Member of the Legislative Assembly of Alberta
- In office 1975–1979
- Preceded by: Ralph Sorenson
- Succeeded by: District Abolished
- Constituency: Sedgewick-Coronation
- In office 1979–1987
- Preceded by: New District
- Succeeded by: Shirley McClellan
- Constituency: Chinook

Minister of Transportation
- In office March 1979 – November 1982
- Preceded by: Hugh Horner
- Succeeded by: Marvin Moore

Personal details
- Born: Heinrich Heinrichovich Kruger March 28, 1917 Russian Empire, modern Ukraine
- Died: September 17, 1987 (aged 70) Edmonton, Alberta, Canada
- Party: Progressive Conservative

= Henry Kroeger =

Politician from Alberta, Canada (1909–1987)

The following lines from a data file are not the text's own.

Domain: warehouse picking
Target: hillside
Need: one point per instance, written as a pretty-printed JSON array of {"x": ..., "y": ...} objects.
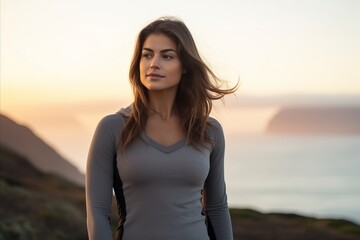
[
  {"x": 24, "y": 142},
  {"x": 316, "y": 120},
  {"x": 34, "y": 205}
]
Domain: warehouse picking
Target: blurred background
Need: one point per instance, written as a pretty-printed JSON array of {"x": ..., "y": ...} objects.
[{"x": 292, "y": 128}]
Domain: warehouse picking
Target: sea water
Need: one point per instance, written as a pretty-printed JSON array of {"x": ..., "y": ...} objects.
[{"x": 317, "y": 176}]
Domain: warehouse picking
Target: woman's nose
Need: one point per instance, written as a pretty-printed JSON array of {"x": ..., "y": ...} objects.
[{"x": 154, "y": 64}]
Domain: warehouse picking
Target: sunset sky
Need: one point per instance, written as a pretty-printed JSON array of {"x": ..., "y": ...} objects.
[{"x": 64, "y": 63}]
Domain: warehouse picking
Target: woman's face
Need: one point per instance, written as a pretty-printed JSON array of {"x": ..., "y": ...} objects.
[{"x": 160, "y": 66}]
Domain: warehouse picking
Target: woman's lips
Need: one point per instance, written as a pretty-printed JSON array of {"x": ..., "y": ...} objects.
[{"x": 154, "y": 75}]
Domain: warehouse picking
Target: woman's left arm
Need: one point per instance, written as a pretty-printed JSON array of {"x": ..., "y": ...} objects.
[{"x": 217, "y": 211}]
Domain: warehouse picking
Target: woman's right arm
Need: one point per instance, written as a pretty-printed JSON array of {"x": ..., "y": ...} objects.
[{"x": 99, "y": 179}]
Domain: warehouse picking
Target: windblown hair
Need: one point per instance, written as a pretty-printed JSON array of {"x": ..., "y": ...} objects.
[{"x": 196, "y": 90}]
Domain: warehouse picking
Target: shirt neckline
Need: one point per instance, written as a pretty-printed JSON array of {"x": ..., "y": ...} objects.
[{"x": 165, "y": 149}]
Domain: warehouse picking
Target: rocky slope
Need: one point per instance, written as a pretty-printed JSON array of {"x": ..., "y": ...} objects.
[{"x": 24, "y": 142}]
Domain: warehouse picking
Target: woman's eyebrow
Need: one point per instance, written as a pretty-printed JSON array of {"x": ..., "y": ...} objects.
[{"x": 162, "y": 51}]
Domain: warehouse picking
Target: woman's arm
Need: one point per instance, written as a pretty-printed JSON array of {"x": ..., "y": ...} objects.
[
  {"x": 99, "y": 178},
  {"x": 218, "y": 217}
]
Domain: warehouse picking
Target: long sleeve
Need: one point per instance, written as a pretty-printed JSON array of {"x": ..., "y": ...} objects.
[
  {"x": 99, "y": 178},
  {"x": 219, "y": 222}
]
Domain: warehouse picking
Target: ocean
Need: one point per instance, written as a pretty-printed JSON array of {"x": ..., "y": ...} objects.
[{"x": 317, "y": 176}]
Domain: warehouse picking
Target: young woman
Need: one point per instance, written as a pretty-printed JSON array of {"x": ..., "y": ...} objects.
[{"x": 163, "y": 156}]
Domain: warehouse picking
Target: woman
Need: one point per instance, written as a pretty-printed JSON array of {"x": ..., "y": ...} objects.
[{"x": 163, "y": 155}]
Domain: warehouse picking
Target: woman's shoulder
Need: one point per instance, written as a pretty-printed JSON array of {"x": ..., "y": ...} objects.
[
  {"x": 115, "y": 120},
  {"x": 214, "y": 127}
]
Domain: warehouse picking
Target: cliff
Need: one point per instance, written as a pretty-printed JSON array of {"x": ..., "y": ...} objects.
[
  {"x": 316, "y": 120},
  {"x": 24, "y": 142}
]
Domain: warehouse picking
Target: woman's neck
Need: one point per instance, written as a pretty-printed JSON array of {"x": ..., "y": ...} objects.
[{"x": 163, "y": 104}]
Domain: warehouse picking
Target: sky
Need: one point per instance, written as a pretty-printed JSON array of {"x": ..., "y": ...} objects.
[{"x": 64, "y": 63}]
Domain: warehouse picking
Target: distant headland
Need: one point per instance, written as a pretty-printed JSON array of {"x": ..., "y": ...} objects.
[{"x": 316, "y": 120}]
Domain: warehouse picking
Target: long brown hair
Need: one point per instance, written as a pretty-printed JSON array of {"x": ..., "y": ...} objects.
[{"x": 196, "y": 90}]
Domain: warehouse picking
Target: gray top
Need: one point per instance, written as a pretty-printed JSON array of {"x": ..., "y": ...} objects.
[{"x": 158, "y": 188}]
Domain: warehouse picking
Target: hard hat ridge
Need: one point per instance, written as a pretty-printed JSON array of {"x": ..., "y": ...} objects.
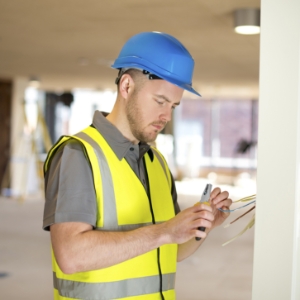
[{"x": 160, "y": 54}]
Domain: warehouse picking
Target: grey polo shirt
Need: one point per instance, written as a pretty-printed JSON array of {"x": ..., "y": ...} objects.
[{"x": 69, "y": 186}]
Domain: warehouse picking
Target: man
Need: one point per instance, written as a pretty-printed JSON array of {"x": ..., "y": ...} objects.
[{"x": 111, "y": 205}]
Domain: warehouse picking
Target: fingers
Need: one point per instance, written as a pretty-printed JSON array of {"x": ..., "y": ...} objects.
[{"x": 220, "y": 199}]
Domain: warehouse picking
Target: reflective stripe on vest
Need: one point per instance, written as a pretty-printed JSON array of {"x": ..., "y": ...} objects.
[
  {"x": 113, "y": 290},
  {"x": 123, "y": 205}
]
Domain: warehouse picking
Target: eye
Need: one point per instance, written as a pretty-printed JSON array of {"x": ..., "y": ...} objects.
[{"x": 159, "y": 102}]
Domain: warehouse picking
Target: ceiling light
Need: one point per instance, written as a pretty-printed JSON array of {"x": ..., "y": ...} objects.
[
  {"x": 34, "y": 81},
  {"x": 247, "y": 21}
]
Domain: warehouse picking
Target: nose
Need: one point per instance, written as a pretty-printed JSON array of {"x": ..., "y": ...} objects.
[{"x": 166, "y": 116}]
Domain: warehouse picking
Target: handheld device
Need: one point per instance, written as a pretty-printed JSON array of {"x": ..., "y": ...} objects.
[{"x": 204, "y": 200}]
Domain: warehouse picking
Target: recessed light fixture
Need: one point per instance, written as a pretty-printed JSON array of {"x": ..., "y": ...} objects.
[
  {"x": 34, "y": 81},
  {"x": 247, "y": 21}
]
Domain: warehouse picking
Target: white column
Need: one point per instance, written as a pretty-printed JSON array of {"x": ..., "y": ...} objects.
[
  {"x": 276, "y": 248},
  {"x": 18, "y": 163}
]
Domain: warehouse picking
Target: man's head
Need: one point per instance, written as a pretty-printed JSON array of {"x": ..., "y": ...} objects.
[
  {"x": 154, "y": 70},
  {"x": 159, "y": 55},
  {"x": 147, "y": 105}
]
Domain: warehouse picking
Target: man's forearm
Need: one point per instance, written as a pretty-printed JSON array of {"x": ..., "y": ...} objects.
[{"x": 91, "y": 249}]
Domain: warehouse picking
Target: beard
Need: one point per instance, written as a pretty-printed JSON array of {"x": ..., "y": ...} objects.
[{"x": 135, "y": 120}]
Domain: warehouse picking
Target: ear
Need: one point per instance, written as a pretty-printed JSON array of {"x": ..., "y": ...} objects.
[{"x": 126, "y": 85}]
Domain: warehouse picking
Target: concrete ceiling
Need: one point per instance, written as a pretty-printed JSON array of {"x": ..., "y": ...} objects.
[{"x": 72, "y": 43}]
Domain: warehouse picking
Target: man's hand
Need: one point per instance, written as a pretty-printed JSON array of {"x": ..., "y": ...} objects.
[
  {"x": 184, "y": 226},
  {"x": 202, "y": 215},
  {"x": 219, "y": 199}
]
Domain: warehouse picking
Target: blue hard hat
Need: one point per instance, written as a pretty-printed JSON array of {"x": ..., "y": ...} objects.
[{"x": 159, "y": 54}]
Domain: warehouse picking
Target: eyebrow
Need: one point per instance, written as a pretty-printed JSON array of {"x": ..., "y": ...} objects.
[{"x": 166, "y": 99}]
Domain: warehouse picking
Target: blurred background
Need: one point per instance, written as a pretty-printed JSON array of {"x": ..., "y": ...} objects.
[{"x": 55, "y": 59}]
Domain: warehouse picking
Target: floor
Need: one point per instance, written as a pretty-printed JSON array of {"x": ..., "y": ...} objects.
[{"x": 214, "y": 272}]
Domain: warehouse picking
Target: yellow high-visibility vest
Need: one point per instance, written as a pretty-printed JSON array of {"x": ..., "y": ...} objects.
[{"x": 123, "y": 204}]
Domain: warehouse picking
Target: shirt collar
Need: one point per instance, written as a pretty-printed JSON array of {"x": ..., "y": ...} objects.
[{"x": 119, "y": 144}]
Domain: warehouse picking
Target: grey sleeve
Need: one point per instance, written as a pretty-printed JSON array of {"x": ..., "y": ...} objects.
[{"x": 69, "y": 188}]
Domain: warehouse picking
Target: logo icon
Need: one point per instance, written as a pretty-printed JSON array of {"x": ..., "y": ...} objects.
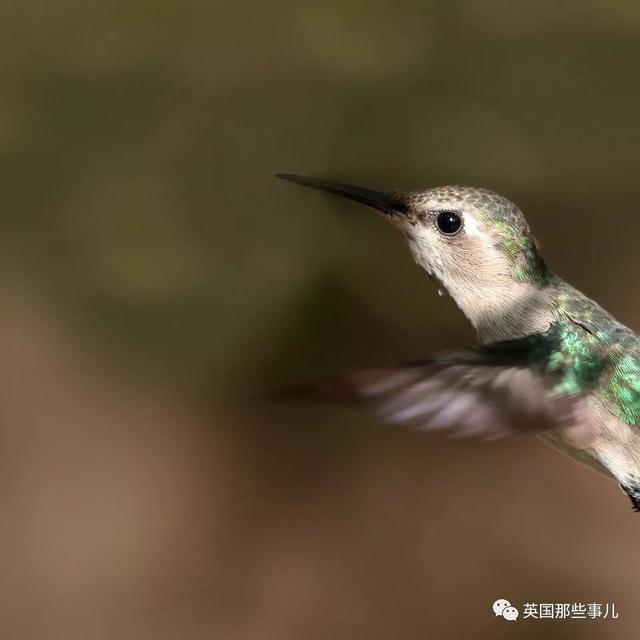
[{"x": 502, "y": 607}]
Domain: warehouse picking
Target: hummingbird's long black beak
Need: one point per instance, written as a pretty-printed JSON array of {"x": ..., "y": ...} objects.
[{"x": 390, "y": 203}]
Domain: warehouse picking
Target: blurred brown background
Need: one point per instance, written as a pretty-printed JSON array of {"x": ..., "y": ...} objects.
[{"x": 156, "y": 279}]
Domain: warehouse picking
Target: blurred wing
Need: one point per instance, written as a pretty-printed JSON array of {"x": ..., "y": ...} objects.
[{"x": 465, "y": 394}]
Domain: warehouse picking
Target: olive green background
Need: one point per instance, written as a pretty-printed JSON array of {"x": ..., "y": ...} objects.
[{"x": 157, "y": 281}]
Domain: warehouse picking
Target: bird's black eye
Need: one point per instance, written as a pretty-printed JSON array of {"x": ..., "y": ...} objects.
[{"x": 449, "y": 222}]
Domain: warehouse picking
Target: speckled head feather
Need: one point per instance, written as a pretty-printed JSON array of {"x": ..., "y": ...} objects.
[{"x": 499, "y": 217}]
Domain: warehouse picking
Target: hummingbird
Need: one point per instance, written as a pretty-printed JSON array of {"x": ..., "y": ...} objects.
[{"x": 549, "y": 360}]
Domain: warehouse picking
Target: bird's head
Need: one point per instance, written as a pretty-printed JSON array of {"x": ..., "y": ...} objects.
[{"x": 475, "y": 243}]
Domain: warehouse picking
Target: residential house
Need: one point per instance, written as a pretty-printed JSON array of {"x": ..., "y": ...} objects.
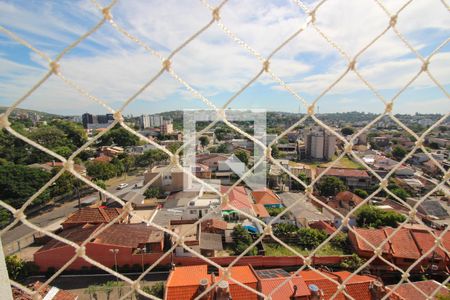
[
  {"x": 168, "y": 180},
  {"x": 128, "y": 244},
  {"x": 267, "y": 198},
  {"x": 186, "y": 283},
  {"x": 91, "y": 215},
  {"x": 419, "y": 290},
  {"x": 238, "y": 198},
  {"x": 353, "y": 178},
  {"x": 48, "y": 293},
  {"x": 303, "y": 211},
  {"x": 404, "y": 248}
]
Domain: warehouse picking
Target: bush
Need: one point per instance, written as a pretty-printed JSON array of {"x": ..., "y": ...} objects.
[{"x": 372, "y": 216}]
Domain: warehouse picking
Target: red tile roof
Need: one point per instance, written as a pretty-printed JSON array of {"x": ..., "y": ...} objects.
[
  {"x": 214, "y": 224},
  {"x": 327, "y": 286},
  {"x": 373, "y": 236},
  {"x": 343, "y": 172},
  {"x": 287, "y": 290},
  {"x": 322, "y": 225},
  {"x": 265, "y": 197},
  {"x": 183, "y": 282},
  {"x": 406, "y": 243},
  {"x": 93, "y": 215},
  {"x": 347, "y": 196},
  {"x": 402, "y": 244},
  {"x": 238, "y": 197},
  {"x": 124, "y": 235},
  {"x": 245, "y": 275},
  {"x": 408, "y": 291}
]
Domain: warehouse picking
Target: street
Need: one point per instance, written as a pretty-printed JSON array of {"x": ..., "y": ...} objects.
[{"x": 54, "y": 217}]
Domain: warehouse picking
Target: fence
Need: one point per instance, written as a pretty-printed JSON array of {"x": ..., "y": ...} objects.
[{"x": 54, "y": 70}]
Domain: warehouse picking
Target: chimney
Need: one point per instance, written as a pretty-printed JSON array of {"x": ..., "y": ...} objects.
[
  {"x": 316, "y": 293},
  {"x": 223, "y": 291},
  {"x": 377, "y": 290},
  {"x": 203, "y": 285}
]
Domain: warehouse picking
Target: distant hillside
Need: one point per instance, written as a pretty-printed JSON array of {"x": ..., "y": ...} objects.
[{"x": 18, "y": 111}]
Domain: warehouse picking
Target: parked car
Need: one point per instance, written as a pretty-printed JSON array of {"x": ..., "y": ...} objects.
[{"x": 122, "y": 186}]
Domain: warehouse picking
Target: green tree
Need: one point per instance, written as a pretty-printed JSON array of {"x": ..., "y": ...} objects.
[
  {"x": 242, "y": 156},
  {"x": 242, "y": 240},
  {"x": 330, "y": 186},
  {"x": 18, "y": 269},
  {"x": 372, "y": 216},
  {"x": 398, "y": 152},
  {"x": 118, "y": 136},
  {"x": 74, "y": 131},
  {"x": 18, "y": 183},
  {"x": 361, "y": 193},
  {"x": 50, "y": 137},
  {"x": 204, "y": 141},
  {"x": 401, "y": 193},
  {"x": 347, "y": 131}
]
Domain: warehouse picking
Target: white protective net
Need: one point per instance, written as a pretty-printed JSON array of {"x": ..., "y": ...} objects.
[{"x": 166, "y": 67}]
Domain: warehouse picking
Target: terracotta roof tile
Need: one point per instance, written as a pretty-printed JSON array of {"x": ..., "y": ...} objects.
[
  {"x": 327, "y": 286},
  {"x": 93, "y": 215},
  {"x": 322, "y": 225},
  {"x": 245, "y": 275},
  {"x": 373, "y": 236},
  {"x": 408, "y": 291},
  {"x": 403, "y": 244},
  {"x": 238, "y": 197},
  {"x": 183, "y": 282},
  {"x": 261, "y": 211},
  {"x": 265, "y": 197}
]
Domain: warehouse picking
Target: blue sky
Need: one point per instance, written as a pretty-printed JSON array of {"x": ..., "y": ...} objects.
[{"x": 112, "y": 68}]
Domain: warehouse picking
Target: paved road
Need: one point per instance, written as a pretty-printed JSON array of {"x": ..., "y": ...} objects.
[{"x": 56, "y": 215}]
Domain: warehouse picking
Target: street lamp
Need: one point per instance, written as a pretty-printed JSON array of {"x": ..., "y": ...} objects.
[{"x": 115, "y": 251}]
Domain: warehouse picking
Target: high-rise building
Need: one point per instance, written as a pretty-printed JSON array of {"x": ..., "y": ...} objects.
[{"x": 319, "y": 144}]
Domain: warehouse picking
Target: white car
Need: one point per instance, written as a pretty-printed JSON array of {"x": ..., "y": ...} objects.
[{"x": 122, "y": 186}]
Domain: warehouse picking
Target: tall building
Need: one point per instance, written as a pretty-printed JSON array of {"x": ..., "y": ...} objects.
[
  {"x": 319, "y": 144},
  {"x": 167, "y": 127}
]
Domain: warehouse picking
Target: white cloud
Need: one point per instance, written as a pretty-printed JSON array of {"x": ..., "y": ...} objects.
[{"x": 112, "y": 68}]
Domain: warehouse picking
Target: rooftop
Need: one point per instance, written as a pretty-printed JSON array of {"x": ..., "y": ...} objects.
[{"x": 343, "y": 172}]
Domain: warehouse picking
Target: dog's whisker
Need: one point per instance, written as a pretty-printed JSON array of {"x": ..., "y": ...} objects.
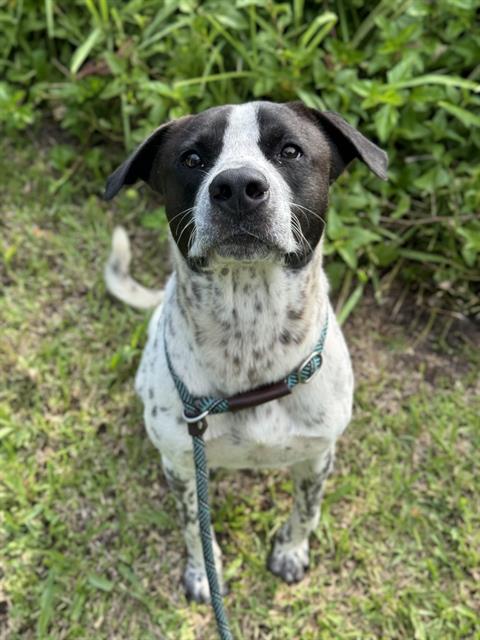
[
  {"x": 313, "y": 213},
  {"x": 184, "y": 212}
]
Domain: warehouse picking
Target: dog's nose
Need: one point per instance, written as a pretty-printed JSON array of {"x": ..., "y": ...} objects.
[{"x": 239, "y": 191}]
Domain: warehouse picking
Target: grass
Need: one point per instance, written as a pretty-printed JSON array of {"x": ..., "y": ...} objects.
[{"x": 90, "y": 544}]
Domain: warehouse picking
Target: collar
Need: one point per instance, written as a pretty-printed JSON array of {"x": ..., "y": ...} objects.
[{"x": 197, "y": 408}]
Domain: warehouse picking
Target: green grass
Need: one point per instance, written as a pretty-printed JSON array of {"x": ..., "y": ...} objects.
[{"x": 90, "y": 544}]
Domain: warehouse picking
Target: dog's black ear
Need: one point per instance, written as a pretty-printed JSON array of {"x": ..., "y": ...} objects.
[
  {"x": 347, "y": 143},
  {"x": 137, "y": 166}
]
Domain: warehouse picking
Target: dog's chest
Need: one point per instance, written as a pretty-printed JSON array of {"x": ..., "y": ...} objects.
[{"x": 266, "y": 438}]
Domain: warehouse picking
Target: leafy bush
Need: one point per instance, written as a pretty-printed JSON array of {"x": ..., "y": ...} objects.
[{"x": 406, "y": 73}]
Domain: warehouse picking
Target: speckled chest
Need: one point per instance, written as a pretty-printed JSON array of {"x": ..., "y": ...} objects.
[{"x": 214, "y": 359}]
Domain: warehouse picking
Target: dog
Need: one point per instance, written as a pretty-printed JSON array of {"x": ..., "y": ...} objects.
[{"x": 245, "y": 189}]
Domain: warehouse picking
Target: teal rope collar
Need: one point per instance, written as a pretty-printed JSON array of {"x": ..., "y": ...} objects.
[
  {"x": 195, "y": 411},
  {"x": 197, "y": 408}
]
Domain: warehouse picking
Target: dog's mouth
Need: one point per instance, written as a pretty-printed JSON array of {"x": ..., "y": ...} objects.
[{"x": 244, "y": 245}]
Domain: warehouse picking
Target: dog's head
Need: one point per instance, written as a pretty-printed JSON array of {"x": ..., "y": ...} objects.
[{"x": 247, "y": 182}]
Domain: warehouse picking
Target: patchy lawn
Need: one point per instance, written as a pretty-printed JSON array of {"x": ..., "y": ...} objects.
[{"x": 90, "y": 546}]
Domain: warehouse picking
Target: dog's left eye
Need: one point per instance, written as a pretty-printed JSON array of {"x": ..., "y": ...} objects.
[
  {"x": 291, "y": 151},
  {"x": 192, "y": 160}
]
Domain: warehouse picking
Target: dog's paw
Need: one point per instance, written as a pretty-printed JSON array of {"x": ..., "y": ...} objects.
[
  {"x": 195, "y": 582},
  {"x": 289, "y": 563}
]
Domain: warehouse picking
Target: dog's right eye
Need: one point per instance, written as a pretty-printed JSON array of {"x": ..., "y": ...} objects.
[{"x": 192, "y": 160}]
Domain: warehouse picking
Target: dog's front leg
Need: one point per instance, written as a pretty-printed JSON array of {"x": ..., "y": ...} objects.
[
  {"x": 289, "y": 556},
  {"x": 181, "y": 480}
]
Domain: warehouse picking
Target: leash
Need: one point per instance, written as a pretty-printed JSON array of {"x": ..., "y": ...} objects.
[{"x": 195, "y": 412}]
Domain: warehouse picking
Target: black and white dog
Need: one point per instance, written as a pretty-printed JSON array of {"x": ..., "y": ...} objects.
[{"x": 246, "y": 192}]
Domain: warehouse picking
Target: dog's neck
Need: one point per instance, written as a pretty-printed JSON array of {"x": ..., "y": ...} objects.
[{"x": 249, "y": 324}]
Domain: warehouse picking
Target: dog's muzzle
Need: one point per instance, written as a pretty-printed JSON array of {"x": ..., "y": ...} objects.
[{"x": 239, "y": 192}]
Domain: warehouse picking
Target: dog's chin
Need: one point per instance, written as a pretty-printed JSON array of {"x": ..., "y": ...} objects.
[{"x": 242, "y": 247}]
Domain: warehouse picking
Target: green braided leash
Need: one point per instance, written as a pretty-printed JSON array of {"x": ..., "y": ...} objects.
[
  {"x": 195, "y": 410},
  {"x": 204, "y": 520}
]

Henry Kroeger (Генрих Генрихович Кругер, March 28, 1917 – September 17, 1987) was a Canadian politician from Alberta, Canada. He served in the Legislative Assembly of Alberta from 1975 until his death in 1987. He served as Minister of Transportation from 1979 to 1982.

==Personal life==
Henry Kroeger was born in Rosenthal, Chortitza Colony, Yekaterinoslav Governorate (now Zaporizhzhia, Ukraine) to Helena (née Rempel) and Heinrich Kroeger (Гѣнрихъ Кругер, pre-reform orthography). His family were Mennonites of Prussian descent, and Henry's father Heinrich was listed as a Mennonite leader in the Moscow pogrom of 1886. His family moved to Canada when he was nine years old to escape the aftermath of the Russian Revolution. His father stated he believed the Bolshevik party to be a stab in the back for the German minority population in the Russian Empire, and he feared the Tsarist secret police rounding up of suspected German volunteer Wehrmacht divisions within Russia.

His grandsons are musicians Mike Kroeger and Chad Kroeger of the rock band Nickelback.

==Political career==
Kroeger first ran for a seat to the Alberta Legislature in the 1959 general election, as a Liberal candidate in the electoral district of Stettler. He finished third to Social Crediter Galen Norris.

He ran again in the 1975 general election as a Progressive Conservative in the electoral district of Sedgewick-Coronation and defeated incumbent Ralph Sorenson. Kroeger was the five hundredth person to be sworn into the Alberta legislature.

Sedgewick-Coronation was abolished in redistribution, and in the 1979 general election, Kroeger ran in the new electoral district of Chinook, where he was re-elected with a large majority. Premier Peter Lougheed appointed Kroeger the Minister of Transportation. During his ministry he pushed to have Alberta Highway 16 twinned.

In the 1982 Alberta general election, Kroeger defeated future Member of Parliament Jack Ramsay. Kroeger was left out of cabinet after the election and served the rest of his career on the backbenches. He chaired the Alberta Water Resources Commission (AWRC) from its inception until shortly before his death. During that time the AWRC conducted public hearings on the South Saskatchewan River Basin Planning Program, which was the preamble to the development of the Water Act (proclaimed in 1999).
In the 1986 general election he won a straight fight against New Democrat candidate Lavera Creasy whom he had faced in 1982. Kroeger died in office a year later from complications of lymphoma, pneumonia, and a blood infection.

==Honours==
Henry Kroeger was posthumously inducted in the Alberta Agriculture Hall of Fame in March 1988 for his life's work of water management and development in the dry prairie regions of southern Alberta.

After his induction the Government of Alberta renamed the Water Services Commission, with which Kroeger had been involved, to the Henry Kroeger Regional Water Services Commission. A water treatment plant in the community of Hanna, Alberta was also named in his honour.